X factor: Jackson. I almost went with Miller here, because if he becomes a dynamic scorer in the paint it will take a lot of pressure off Jones. But Jackson is the guy who was brought in to fix the team's primary defect. Last season Baylor was ranked 300th in the country in assist-to-turnover ratio. Jackson averaged 18.6 points and 4.4 assists while leading College of Southern Idaho to the national junior college championship. He also won the dunk contest at Midnight Madness. I was curious to see how Jackson was going to look at practice, and I came away impressed but not overwhelmed. He's short but very strong, and while his speed enables him to get wherever he wants with the ball, he's often unsure what to do once he gets there. Jackson is a work in progress, but he better make that progress if this team is going to play deep into March.
Glue guy: Walton. He may have been a mediocre point guard, but Walton was one of the Big 12's best defenders last season. He led the Big 12 in steals at 2.3 per game, and he was second in assists with a 4.73 average.
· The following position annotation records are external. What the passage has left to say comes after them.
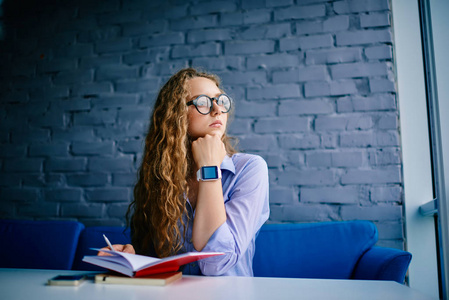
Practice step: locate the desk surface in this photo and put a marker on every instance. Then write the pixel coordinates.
(31, 284)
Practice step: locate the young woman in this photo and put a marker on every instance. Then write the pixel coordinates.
(194, 192)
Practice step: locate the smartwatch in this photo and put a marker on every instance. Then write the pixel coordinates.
(208, 173)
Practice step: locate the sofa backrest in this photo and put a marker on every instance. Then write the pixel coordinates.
(312, 250)
(38, 244)
(92, 237)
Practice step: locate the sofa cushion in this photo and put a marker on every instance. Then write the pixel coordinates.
(312, 250)
(38, 244)
(92, 237)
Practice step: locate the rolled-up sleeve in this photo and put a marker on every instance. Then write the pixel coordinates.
(247, 209)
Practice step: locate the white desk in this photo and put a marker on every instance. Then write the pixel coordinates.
(31, 284)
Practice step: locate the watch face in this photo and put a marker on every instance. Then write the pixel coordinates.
(209, 172)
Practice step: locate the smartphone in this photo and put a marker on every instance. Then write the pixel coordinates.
(67, 280)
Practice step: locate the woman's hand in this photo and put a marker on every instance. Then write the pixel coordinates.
(128, 248)
(208, 150)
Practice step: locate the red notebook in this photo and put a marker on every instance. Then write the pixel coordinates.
(135, 265)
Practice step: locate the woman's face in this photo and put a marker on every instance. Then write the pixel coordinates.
(212, 123)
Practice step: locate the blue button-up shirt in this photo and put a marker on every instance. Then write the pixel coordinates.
(245, 194)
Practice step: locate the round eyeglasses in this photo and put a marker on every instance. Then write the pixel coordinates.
(204, 105)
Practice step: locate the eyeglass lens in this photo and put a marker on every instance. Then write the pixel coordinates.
(204, 104)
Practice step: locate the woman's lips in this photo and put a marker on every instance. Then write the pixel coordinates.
(216, 124)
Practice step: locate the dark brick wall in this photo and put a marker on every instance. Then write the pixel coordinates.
(313, 81)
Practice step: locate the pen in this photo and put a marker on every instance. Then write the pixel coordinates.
(108, 242)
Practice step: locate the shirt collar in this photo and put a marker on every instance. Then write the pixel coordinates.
(228, 164)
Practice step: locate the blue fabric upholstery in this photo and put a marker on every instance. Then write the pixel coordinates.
(38, 244)
(380, 263)
(327, 250)
(92, 237)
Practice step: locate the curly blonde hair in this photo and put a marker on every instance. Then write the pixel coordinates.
(160, 193)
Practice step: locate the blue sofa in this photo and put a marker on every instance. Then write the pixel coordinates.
(333, 250)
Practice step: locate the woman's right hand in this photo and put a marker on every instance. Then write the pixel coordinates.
(128, 248)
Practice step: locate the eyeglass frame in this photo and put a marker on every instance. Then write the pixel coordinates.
(193, 102)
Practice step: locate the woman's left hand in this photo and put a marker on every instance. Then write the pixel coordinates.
(208, 150)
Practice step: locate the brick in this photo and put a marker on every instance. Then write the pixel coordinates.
(71, 77)
(87, 179)
(65, 164)
(92, 89)
(287, 124)
(272, 61)
(38, 210)
(381, 85)
(333, 56)
(372, 213)
(93, 148)
(131, 146)
(12, 150)
(240, 126)
(283, 195)
(279, 91)
(82, 210)
(385, 157)
(104, 164)
(379, 102)
(208, 35)
(172, 38)
(115, 101)
(361, 37)
(197, 22)
(374, 20)
(244, 78)
(300, 12)
(347, 159)
(379, 52)
(208, 49)
(307, 177)
(124, 179)
(257, 143)
(305, 107)
(389, 138)
(256, 16)
(73, 133)
(23, 165)
(218, 63)
(302, 213)
(300, 75)
(256, 109)
(355, 70)
(331, 195)
(357, 139)
(306, 42)
(107, 195)
(19, 195)
(211, 7)
(293, 141)
(49, 150)
(353, 6)
(263, 31)
(146, 56)
(95, 117)
(249, 47)
(386, 194)
(114, 72)
(63, 195)
(318, 159)
(135, 86)
(375, 176)
(117, 45)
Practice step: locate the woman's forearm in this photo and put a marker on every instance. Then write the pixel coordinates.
(210, 212)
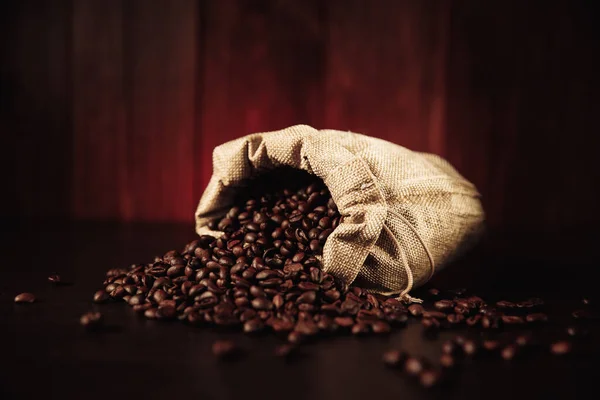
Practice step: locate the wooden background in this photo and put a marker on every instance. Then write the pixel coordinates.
(109, 109)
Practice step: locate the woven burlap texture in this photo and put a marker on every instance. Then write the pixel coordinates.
(404, 214)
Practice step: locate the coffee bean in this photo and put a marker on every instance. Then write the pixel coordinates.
(536, 318)
(24, 298)
(560, 348)
(429, 378)
(91, 320)
(413, 366)
(225, 349)
(253, 326)
(101, 296)
(509, 352)
(394, 358)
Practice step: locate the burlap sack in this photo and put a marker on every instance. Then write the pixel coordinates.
(405, 214)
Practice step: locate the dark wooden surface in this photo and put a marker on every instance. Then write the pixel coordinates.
(110, 109)
(46, 354)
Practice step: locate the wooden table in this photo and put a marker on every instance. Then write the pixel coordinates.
(46, 354)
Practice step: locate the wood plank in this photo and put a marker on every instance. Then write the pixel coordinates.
(263, 70)
(100, 180)
(35, 108)
(385, 70)
(162, 41)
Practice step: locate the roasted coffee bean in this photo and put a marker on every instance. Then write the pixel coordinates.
(413, 366)
(393, 358)
(509, 352)
(91, 320)
(24, 298)
(470, 348)
(380, 327)
(560, 348)
(444, 304)
(101, 296)
(416, 310)
(536, 318)
(262, 303)
(429, 378)
(473, 320)
(253, 326)
(225, 349)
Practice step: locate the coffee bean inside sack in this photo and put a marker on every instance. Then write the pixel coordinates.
(261, 273)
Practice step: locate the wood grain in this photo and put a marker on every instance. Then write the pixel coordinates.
(111, 109)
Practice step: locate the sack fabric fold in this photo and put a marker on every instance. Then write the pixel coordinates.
(404, 214)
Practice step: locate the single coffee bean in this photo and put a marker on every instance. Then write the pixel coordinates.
(394, 358)
(429, 378)
(413, 366)
(509, 352)
(470, 348)
(101, 296)
(91, 320)
(253, 326)
(560, 348)
(24, 298)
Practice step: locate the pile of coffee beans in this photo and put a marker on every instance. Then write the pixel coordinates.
(263, 274)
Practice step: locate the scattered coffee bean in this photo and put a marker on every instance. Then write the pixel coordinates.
(560, 348)
(394, 358)
(509, 352)
(413, 366)
(91, 320)
(429, 378)
(224, 349)
(24, 298)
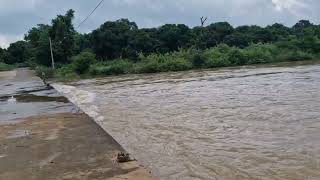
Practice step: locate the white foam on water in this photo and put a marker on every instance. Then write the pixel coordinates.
(83, 99)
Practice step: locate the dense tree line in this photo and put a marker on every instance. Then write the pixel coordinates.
(122, 39)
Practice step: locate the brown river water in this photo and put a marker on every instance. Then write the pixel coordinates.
(239, 123)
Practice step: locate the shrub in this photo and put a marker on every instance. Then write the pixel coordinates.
(66, 72)
(44, 72)
(114, 67)
(163, 63)
(217, 57)
(81, 63)
(5, 67)
(294, 55)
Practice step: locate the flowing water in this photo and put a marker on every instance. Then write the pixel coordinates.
(22, 95)
(241, 123)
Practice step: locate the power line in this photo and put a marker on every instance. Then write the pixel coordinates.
(90, 13)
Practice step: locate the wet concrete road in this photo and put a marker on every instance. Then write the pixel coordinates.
(43, 136)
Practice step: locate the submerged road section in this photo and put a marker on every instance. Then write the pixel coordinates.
(44, 136)
(256, 123)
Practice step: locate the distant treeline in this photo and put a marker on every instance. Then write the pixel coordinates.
(118, 47)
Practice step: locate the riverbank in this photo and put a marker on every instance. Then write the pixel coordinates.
(85, 65)
(44, 136)
(229, 123)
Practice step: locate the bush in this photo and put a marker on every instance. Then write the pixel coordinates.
(294, 55)
(217, 57)
(163, 63)
(44, 72)
(5, 67)
(115, 67)
(66, 72)
(81, 63)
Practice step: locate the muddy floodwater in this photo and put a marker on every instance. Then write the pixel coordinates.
(240, 123)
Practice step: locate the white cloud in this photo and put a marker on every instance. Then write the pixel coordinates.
(296, 7)
(6, 39)
(9, 6)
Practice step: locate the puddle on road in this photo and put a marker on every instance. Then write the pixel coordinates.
(25, 95)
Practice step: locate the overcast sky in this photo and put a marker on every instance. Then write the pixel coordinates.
(17, 16)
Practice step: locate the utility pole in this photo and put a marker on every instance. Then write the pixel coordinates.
(203, 20)
(52, 59)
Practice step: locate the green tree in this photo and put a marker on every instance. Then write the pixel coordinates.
(62, 34)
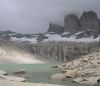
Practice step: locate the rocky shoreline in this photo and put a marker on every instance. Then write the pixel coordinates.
(7, 80)
(85, 70)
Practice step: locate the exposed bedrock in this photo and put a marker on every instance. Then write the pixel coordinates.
(89, 20)
(63, 51)
(71, 23)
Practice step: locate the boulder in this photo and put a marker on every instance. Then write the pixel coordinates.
(3, 72)
(71, 23)
(92, 81)
(58, 76)
(13, 78)
(71, 73)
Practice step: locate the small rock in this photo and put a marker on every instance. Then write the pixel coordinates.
(71, 73)
(58, 76)
(90, 81)
(22, 71)
(13, 78)
(3, 72)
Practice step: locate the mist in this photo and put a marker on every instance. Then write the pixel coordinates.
(34, 16)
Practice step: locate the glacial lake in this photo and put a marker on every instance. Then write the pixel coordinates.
(37, 73)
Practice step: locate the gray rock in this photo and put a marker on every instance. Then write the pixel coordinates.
(89, 20)
(58, 76)
(55, 28)
(71, 23)
(21, 71)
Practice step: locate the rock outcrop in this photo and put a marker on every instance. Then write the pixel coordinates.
(54, 28)
(63, 51)
(71, 23)
(85, 70)
(89, 21)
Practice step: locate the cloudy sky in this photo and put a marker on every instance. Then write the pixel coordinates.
(33, 16)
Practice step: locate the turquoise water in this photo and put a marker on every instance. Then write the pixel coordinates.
(37, 73)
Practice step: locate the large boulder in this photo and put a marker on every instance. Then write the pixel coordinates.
(89, 20)
(13, 78)
(3, 72)
(58, 76)
(21, 71)
(54, 28)
(71, 73)
(71, 23)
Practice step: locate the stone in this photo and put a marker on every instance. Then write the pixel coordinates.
(71, 23)
(13, 78)
(79, 79)
(89, 21)
(71, 73)
(91, 81)
(3, 72)
(21, 71)
(58, 76)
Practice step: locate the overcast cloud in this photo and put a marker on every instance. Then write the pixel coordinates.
(33, 16)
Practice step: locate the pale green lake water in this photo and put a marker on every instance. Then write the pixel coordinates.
(38, 73)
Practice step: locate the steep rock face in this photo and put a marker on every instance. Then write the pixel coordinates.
(71, 23)
(55, 28)
(63, 51)
(89, 20)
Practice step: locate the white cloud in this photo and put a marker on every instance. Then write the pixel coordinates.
(32, 16)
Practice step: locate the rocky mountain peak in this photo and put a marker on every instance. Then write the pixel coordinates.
(71, 23)
(89, 20)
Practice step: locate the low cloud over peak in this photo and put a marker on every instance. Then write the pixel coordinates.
(33, 16)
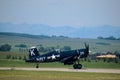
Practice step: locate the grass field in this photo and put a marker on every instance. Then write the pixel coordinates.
(96, 45)
(55, 75)
(93, 64)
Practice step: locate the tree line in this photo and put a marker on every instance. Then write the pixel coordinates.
(108, 38)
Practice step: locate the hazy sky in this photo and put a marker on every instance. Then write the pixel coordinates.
(61, 12)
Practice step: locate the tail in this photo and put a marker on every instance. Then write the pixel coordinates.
(33, 53)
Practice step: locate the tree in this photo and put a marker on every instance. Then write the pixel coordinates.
(5, 47)
(66, 48)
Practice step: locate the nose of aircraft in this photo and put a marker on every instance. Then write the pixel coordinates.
(87, 48)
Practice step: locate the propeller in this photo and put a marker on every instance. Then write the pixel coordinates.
(87, 48)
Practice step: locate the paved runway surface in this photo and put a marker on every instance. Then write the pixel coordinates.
(65, 69)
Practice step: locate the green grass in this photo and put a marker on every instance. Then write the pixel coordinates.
(55, 75)
(75, 43)
(93, 64)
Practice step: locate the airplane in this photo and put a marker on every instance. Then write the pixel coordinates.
(71, 57)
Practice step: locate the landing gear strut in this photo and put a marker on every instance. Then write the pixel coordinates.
(37, 65)
(77, 66)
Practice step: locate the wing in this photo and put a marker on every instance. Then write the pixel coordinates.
(69, 60)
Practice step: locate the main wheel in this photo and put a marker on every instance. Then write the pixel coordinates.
(77, 66)
(37, 65)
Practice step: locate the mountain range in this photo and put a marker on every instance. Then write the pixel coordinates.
(70, 31)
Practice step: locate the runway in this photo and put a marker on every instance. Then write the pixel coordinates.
(64, 69)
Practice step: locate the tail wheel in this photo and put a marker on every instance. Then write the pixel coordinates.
(77, 66)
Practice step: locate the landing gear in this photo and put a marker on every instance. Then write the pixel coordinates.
(77, 66)
(37, 65)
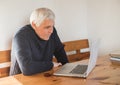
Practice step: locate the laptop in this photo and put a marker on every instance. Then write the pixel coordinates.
(77, 69)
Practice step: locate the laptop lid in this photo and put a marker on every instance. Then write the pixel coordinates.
(65, 70)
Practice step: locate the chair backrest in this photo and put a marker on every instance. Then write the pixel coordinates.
(74, 50)
(4, 63)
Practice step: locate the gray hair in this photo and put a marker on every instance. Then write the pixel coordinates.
(40, 14)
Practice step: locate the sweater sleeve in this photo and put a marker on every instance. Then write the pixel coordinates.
(59, 53)
(23, 54)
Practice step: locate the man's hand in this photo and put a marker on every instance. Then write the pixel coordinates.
(56, 64)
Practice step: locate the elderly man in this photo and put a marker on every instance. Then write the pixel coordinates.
(34, 45)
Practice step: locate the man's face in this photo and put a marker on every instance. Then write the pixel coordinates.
(45, 29)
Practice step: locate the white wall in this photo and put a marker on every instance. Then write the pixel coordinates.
(103, 21)
(75, 19)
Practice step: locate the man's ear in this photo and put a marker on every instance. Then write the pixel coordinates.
(33, 25)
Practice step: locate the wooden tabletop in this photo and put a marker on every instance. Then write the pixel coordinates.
(104, 73)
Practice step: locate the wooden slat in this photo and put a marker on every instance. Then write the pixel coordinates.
(4, 63)
(4, 71)
(4, 56)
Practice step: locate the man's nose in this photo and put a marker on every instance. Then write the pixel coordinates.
(51, 30)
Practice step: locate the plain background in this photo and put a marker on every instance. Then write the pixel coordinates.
(75, 19)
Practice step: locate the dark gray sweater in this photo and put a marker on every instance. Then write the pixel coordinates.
(30, 54)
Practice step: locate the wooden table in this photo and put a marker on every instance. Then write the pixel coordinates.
(104, 73)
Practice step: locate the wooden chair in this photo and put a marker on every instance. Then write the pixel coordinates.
(4, 63)
(73, 50)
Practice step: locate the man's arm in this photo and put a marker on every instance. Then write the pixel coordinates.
(60, 53)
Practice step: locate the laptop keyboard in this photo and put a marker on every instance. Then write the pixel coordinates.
(79, 69)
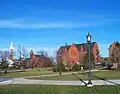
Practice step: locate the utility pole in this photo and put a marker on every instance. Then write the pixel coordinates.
(89, 60)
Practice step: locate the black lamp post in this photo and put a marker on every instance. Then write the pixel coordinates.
(89, 59)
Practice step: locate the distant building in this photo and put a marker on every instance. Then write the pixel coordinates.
(75, 53)
(112, 46)
(11, 51)
(39, 60)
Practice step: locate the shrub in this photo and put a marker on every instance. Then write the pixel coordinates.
(56, 68)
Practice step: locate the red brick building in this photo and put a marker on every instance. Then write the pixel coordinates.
(112, 46)
(71, 54)
(39, 60)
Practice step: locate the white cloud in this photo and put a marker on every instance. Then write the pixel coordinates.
(21, 23)
(104, 49)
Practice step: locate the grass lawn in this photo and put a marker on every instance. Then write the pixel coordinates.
(33, 72)
(52, 89)
(104, 74)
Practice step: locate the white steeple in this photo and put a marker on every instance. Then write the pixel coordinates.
(11, 46)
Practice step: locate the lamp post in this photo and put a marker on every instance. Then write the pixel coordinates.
(60, 60)
(89, 59)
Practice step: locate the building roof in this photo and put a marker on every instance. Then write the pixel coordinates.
(78, 46)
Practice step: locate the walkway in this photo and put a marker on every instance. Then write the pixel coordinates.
(54, 82)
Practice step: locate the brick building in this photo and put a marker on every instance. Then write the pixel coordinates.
(39, 60)
(112, 46)
(74, 53)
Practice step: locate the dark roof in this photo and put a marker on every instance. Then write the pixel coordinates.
(78, 46)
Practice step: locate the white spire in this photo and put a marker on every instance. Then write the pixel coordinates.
(11, 46)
Unfortunately, Walton also turned the ball over more than three times per game, and when the Bears needed some leadership from the point to staunch the bleeding late in the season, Walton was unable to provide it. Drew's theory (read: hope) is that Walton will be more effective if he doesn't have to be the primary point guard. My guess is he'll start some games and come off the bench in others, so the Bears will need him to embrace whatever role he's assigned. If Walton buys into being a defender, leader and chemistry maker, he's going to really help this team.
Lost in the shuffle: J'Mison Morgan, 6-11 senior center. The one thing this team doesn't lack is tall, active players. Morgan has done a great job with his body; he has noticeably trimmed down since I first watched him at UCLA, where he spent two nondescript seasons before being dismissed by Bruins coach Ben Howland. Still, Drew has three superb frontline players in Jones, Miller and Acy. The coach also has at his disposal Anthony Jones, a 6-10 senior who scored 8.5 points on 39 percent three-point shooting last year; Fred Ellis, a 6-6 senior; and 6-9 sophomore Cory Jefferson. It's hard to see how Morgan is going to get a lot of minutes with his group.
Few teams will look more imposing in layup lines than Baylor. The question is how it will all fit together once the game tips off. Yes, guard play is a concern, but on this team the guards don't have to be great. They just have to not suck. I think they can clear that threshold and then some. The Big 12 coaches were mistaken when they picked Baylor to finish third in the league's preseason poll. I say the Bears will win the Big 12 and reach the Elite Eight. I'm not ready to predict they'll play in New Orleans, but if they do, I'll be less surprised than most everyone else.